A second global trend is the rise in nationalism that has accompanied the spread of the virus, which may have an effect on the regulation of data transfers as well. While nationalism is often malign, it may also reflect a change in attitudes towards globalisation. Examples include the massive increase since the pandemic in restrictions implemented by countries around the world on the export of goods, and government initiatives to have certain types of sensitive goods (such as medical equipment) produced domestically. The growth in global data flows in recent decades has been accompanied by an increase in international trade, and measures to liberalize data flows have gone hand in hand with the removal of trade restrictions (e.g., para. 1(1) of the Commission’s adequacy decision for Japan, and the Commission’s 2017 communication on “Exchanging and Protecting Personal Data in a Globalised World”). Thus, the liberalization of data flows will likely suffer if the free trade in goods is restricted. This may lead to a rise in so-called “data nationalism”, such as incentives or even requirements that databases be stored locally (so-called data localization). The regulation of data transfers could thus become less about granting sufficient protection for the processing of personal data transferred abroad, and more about prioritizing the storage of data locally.
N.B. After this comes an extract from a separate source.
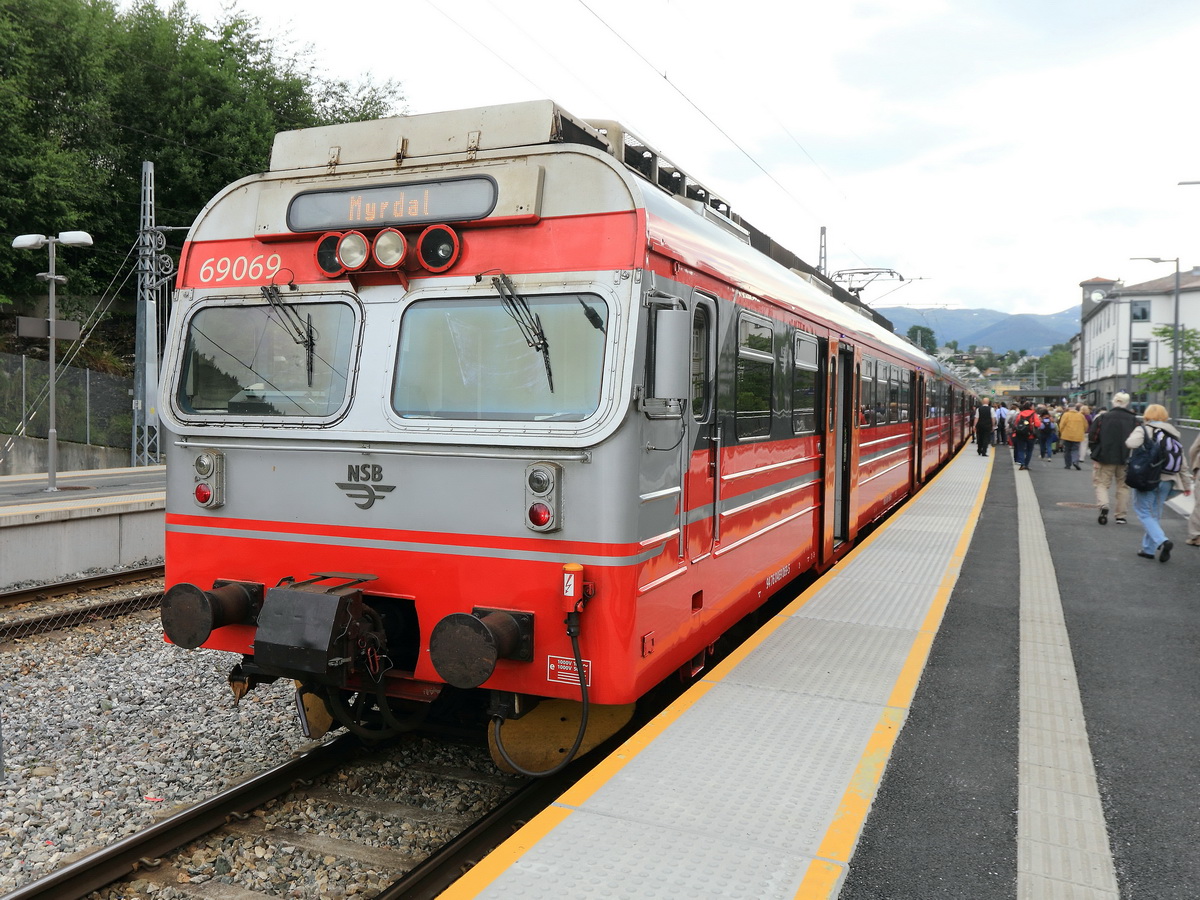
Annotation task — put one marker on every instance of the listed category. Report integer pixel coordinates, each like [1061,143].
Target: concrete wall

Data must be crossing borders – and must be protected while doing so
As governments, regulators, and individuals grapple with the pandemic, it is important that data protection and privacy be built into the solutions that they develop, including mechanisms to protect data shared across borders. DPAs should make issues of global data sharing a key component of guidance they issue, and together with data controllers they should explore the use of novel mechanisms to provide protection for data transfers. This will also require countries to begin developing a conception of the global public interest. All of this is necessary both to ensure that personal data can flow across national borders to combat common global threats, and to protect the values of legality that form the basis of democratic societies.